Do LLMs understand?

Do LLMs understand?

I’ve avoided this question because I’m not sure we understand what “understanding” is. Today I spent a bit of time, and I think I have a fairly succinct definition:

An entity can understand if it builds a latent model of reality. And:

  1. Can Learn: When presented with new information, the latent model grows more than the information presented, because it’s able to make connections with parts of it’s existing model.
  2. Can Deviate: When things don’t go according to plan, it can use it’s model to find an innovative solution that it didn’t already know, based on it’s latent model.

Further, the quality of the latent model can be measured by how coherent it is. Meaning that, if you probe it in two mostly unrelated areas, it’ll give answers that are logically consistent with the latent model.

I think there’s plenty of evidence that LLMs are currently doing all of this.

But first..

Latent Model

Mental model. That’s all I mean. Just trying to avoid anthropomorphizing more than necessary.

This is the most widely accepted part of this. Latent just means that you can’t directly observe it. Model just means that it’s a system of approximating the real world.

For example, if you saw this:

a dotted 3‑D sphere—the discrete points line up to read unmistakably as a ball while keeping that airy, voxel‑like feel. Let me know if you’d like tweaks!

You probably identify it immediately as a sphere even though it’s just a bunch of dots.

A latent model is the same thing, just less observable. Like you might hold a “map” of your city in your head. So if you’re driving around and a street gets shut down, you’re not lost, you just refer to your latent model of your city and plan a detour. But it’s not exactly a literal image like Google maps. It’s just a mental model, a latent model.

Sycophancy causes incoherence

From 1979 to 2003, Saddam Hussein surrounded himself with hand‑picked yes‑men who, under fear of death, fed him only flattering propaganda and concealed dire military or economic realities. This closed echo chamber drove disastrous miscalculations—most notably the 1990 invasion of Kuwait and his 2003 standoff with the U.S.—that ended in his regime’s collapse and his own execution.

Just like with Saddam, sycophancy causes the LLM to diverge from it’s true latent model, which causes incoherence. And so, the amount of understanding decreases.

Embedding models demonstrate latent models

Otherwise they wouldn’t work.

The word2vec paper famously showed that the embedding of “king - man + woman” is close to the embedding for “queen” (in embedding space). In other words, embeddings model the meaning of the text.

That was in 2015, before LLMs. It wasn’t even that good then, and the fidelity of that latent model has dramatically increased with the scale of the model.

In-context learning (ICL) demonstrates they can learn

ICL is when you can teach a model new tricks at runtime simply by offering examples in the prompt, or by telling it new information.

In the GPT-3 paper they showed that ICL improved as they scaled the model up from 125M to 175B. When the LLM size increases, it can hold a larger and more complex latent model of the world. When presented with new information (ICL), the larger model is more capable of acting correctly on it.

Makes sense. The smarter you get, the easier it is to get smarter.

Reasoning guides deviation

When models do Chain of Thought (CoT), they second guess themselves, which probes it’s own internal latent model more deeply. In (2), we said that true understanding requires that the LLM can use it’s own latent model of the world to find innovative solutions to unplanned circumstances.

A recent Jan-2025 paper shows that this is the case.

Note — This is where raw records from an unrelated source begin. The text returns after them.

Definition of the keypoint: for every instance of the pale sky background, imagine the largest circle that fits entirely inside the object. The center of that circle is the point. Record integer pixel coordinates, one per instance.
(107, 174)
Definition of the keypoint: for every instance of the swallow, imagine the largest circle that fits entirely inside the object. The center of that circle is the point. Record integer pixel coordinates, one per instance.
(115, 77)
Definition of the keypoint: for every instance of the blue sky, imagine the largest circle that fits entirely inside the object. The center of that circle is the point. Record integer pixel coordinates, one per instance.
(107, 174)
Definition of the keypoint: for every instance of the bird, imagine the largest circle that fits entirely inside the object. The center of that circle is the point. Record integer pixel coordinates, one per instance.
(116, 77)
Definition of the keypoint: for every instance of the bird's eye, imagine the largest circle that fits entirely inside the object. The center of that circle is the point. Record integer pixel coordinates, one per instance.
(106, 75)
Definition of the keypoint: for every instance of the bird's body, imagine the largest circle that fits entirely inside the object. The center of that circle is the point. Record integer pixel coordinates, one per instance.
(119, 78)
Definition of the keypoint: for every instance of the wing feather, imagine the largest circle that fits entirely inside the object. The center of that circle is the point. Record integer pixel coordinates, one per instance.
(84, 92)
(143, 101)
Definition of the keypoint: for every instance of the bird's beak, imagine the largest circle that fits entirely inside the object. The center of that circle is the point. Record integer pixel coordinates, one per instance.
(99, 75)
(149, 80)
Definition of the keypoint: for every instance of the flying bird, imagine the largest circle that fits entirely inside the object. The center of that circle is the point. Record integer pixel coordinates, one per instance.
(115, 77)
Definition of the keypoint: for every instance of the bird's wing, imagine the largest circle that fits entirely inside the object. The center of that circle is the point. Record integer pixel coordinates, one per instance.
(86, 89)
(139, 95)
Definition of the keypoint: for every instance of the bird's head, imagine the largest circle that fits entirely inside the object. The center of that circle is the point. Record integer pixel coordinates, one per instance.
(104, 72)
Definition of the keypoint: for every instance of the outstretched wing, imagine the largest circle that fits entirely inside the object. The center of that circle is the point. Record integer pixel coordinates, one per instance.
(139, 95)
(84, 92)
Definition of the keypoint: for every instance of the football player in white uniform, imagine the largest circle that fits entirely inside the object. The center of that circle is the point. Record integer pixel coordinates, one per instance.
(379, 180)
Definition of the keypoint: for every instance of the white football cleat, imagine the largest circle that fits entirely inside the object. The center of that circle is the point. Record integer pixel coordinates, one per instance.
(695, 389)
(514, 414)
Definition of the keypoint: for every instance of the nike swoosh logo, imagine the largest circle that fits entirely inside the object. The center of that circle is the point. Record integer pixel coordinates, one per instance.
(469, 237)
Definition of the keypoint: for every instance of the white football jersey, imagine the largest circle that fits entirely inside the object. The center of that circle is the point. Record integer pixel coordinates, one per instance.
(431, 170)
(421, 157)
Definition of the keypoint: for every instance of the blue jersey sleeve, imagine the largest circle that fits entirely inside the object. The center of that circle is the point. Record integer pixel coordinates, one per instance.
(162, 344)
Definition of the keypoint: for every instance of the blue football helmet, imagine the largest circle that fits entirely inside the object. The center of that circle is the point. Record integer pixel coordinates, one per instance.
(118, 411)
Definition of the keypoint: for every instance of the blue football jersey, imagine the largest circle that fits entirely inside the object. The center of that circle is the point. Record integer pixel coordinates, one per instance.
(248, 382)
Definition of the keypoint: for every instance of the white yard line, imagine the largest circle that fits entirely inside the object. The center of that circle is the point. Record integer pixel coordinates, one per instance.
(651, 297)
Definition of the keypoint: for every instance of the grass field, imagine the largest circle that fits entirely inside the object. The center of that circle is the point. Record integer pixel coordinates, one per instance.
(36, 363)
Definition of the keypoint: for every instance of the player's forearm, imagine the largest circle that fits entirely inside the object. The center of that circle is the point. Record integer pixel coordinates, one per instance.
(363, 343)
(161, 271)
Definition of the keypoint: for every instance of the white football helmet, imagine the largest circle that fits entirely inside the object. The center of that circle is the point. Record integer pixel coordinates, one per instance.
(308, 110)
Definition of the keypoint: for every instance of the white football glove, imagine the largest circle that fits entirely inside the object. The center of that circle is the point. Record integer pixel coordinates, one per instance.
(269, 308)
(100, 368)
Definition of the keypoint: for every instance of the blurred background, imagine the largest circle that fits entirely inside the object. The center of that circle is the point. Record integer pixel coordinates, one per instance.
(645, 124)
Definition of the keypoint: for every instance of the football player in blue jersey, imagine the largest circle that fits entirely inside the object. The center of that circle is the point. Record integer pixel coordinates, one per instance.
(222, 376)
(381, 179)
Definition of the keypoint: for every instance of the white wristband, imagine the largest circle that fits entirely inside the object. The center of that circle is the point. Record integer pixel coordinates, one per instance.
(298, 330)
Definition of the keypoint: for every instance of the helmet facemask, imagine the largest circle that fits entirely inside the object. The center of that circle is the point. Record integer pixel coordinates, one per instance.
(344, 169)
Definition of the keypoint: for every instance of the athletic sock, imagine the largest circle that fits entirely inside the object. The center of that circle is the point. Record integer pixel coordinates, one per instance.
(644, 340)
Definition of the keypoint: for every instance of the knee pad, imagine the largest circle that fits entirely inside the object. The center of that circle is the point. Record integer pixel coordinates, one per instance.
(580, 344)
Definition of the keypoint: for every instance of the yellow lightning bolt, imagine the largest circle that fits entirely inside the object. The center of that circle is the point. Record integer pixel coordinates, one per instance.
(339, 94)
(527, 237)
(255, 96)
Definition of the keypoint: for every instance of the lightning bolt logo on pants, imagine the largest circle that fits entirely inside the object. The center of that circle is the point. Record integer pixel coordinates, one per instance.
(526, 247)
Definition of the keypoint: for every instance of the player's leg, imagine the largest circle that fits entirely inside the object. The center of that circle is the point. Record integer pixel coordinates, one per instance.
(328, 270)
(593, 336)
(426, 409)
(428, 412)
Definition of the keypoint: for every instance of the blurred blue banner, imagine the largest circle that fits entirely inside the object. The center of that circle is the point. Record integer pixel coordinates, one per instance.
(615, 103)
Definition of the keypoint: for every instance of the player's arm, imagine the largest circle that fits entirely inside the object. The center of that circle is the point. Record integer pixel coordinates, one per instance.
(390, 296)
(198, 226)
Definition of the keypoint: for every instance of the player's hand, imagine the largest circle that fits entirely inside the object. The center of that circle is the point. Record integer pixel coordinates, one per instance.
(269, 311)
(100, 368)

Misdirection: Performance != Competance

A large segment of the AI-critical use this argument as evidence. Paraphrasing:

Today’s image-recognition networks can label a photo as “a baby with a stuffed toy,” but the algorithm has no concept of a baby as a living being – it doesn’t truly know the baby’s shape, or how that baby interacts with the world.

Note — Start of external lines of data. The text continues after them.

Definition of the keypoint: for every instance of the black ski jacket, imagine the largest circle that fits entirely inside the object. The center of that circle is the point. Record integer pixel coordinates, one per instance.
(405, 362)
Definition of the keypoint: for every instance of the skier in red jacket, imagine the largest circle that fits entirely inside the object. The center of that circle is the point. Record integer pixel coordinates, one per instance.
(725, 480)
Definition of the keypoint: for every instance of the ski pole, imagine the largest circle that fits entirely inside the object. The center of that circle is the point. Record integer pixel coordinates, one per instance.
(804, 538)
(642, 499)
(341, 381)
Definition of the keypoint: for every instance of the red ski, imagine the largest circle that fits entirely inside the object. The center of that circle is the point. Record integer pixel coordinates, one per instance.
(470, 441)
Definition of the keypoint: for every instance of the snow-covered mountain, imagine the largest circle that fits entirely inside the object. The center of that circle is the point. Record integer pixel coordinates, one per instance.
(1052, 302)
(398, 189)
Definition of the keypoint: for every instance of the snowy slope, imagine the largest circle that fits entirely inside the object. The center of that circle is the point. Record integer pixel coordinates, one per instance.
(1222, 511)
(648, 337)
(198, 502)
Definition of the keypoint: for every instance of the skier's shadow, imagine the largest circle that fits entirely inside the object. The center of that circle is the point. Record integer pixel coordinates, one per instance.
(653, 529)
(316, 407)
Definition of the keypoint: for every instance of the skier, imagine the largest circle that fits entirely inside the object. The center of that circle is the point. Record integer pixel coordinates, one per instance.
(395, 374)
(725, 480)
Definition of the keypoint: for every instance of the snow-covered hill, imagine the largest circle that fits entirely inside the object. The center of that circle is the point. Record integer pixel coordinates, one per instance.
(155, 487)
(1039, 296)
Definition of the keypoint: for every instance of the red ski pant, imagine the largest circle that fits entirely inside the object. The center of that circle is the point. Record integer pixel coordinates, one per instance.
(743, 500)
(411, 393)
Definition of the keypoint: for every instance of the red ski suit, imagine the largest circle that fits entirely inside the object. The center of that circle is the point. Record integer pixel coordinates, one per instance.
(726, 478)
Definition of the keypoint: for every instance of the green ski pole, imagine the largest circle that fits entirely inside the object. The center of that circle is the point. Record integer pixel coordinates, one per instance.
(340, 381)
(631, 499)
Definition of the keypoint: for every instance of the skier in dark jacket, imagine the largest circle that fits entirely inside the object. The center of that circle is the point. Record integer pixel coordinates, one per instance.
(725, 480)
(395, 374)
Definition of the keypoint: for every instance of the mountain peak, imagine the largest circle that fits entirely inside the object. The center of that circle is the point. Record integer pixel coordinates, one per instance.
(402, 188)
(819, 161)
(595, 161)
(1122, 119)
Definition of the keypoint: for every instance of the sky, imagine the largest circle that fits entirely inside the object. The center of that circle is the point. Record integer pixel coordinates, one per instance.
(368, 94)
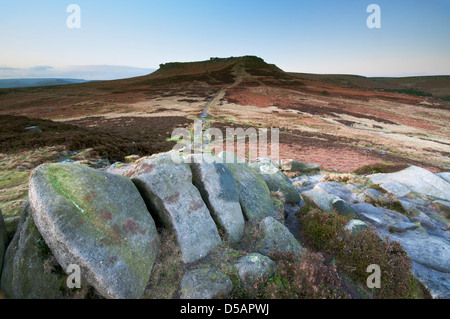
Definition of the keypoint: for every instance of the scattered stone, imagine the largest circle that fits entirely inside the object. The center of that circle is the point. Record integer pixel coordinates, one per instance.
(205, 283)
(401, 227)
(416, 179)
(255, 267)
(119, 168)
(276, 238)
(34, 129)
(131, 158)
(276, 180)
(355, 225)
(396, 189)
(25, 274)
(216, 185)
(336, 189)
(296, 166)
(442, 205)
(354, 188)
(319, 199)
(375, 195)
(167, 188)
(97, 221)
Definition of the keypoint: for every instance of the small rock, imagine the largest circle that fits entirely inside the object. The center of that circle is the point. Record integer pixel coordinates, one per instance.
(254, 195)
(34, 129)
(24, 274)
(442, 205)
(355, 225)
(205, 283)
(319, 199)
(218, 189)
(343, 208)
(396, 189)
(373, 194)
(11, 224)
(401, 227)
(131, 158)
(336, 189)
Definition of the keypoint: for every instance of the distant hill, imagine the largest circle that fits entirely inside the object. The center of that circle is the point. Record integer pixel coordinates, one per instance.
(17, 83)
(437, 86)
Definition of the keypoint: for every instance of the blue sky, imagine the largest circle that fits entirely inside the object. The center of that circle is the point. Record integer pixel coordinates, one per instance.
(329, 36)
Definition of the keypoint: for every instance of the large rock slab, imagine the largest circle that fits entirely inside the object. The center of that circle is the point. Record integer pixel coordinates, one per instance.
(97, 221)
(205, 283)
(254, 267)
(418, 180)
(291, 165)
(429, 251)
(276, 180)
(383, 218)
(218, 189)
(336, 189)
(25, 275)
(167, 188)
(276, 238)
(254, 195)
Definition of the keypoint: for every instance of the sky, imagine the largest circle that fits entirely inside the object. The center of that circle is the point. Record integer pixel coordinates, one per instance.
(118, 38)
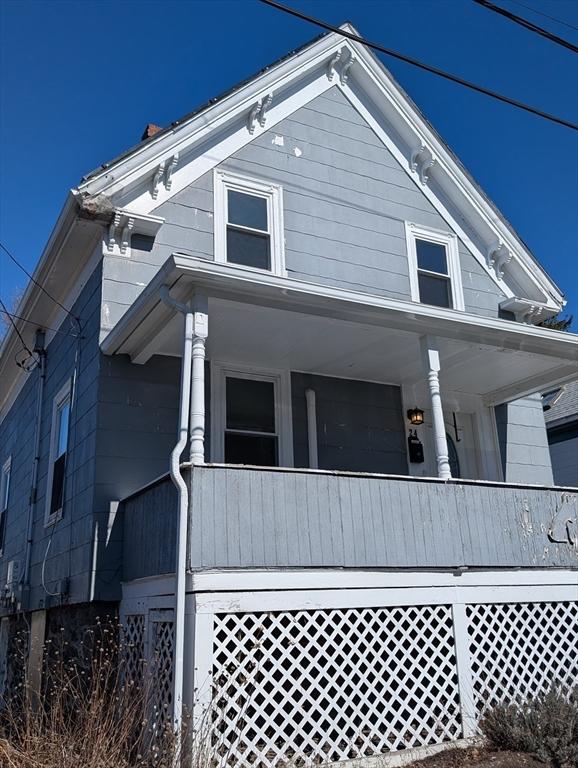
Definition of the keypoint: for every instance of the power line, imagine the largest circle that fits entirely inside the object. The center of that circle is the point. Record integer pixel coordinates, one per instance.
(422, 65)
(527, 24)
(34, 322)
(545, 15)
(25, 347)
(42, 288)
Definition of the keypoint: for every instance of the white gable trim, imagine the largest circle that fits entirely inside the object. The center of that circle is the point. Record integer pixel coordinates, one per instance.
(275, 95)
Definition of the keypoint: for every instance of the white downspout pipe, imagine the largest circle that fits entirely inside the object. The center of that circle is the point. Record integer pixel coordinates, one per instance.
(312, 428)
(183, 510)
(34, 483)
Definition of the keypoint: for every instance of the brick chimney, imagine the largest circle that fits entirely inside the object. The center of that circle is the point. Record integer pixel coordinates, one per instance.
(150, 130)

This was in 2015 so the example seems basic, but the principle is still being applied in 2025.

The example is used to argue that AI isn’t understanding, but it merely cherry-picks a single place where the AI’s latent model of the world is inconsistent with reality.

I can cherry pick examples all day long of human’s mental model diverging from reality. Like you take the wrong turn down a street and it takes you across town. Or you thought the charasmatic candidate would do good things for you. On and on.

Go the other way, prove that there are areas where AI’s latent model matches reality.

But that’s dissatisfying, because dolphins have a mental model of the sea floor, and tiny ML models have areas where they do well, and generally most animals have some aspect of the world that they understand.

Conclusion

Why are we arguing this? I’m not sure, it comes up a lot. I think a large part of it is human exceptionalism. We’re really smart, so there must be something different about us. We’re not just animals.

But more generally, AI really is getting smart, to a point that starts to feel more uncomfortable as it intensifies. We have to do something with that.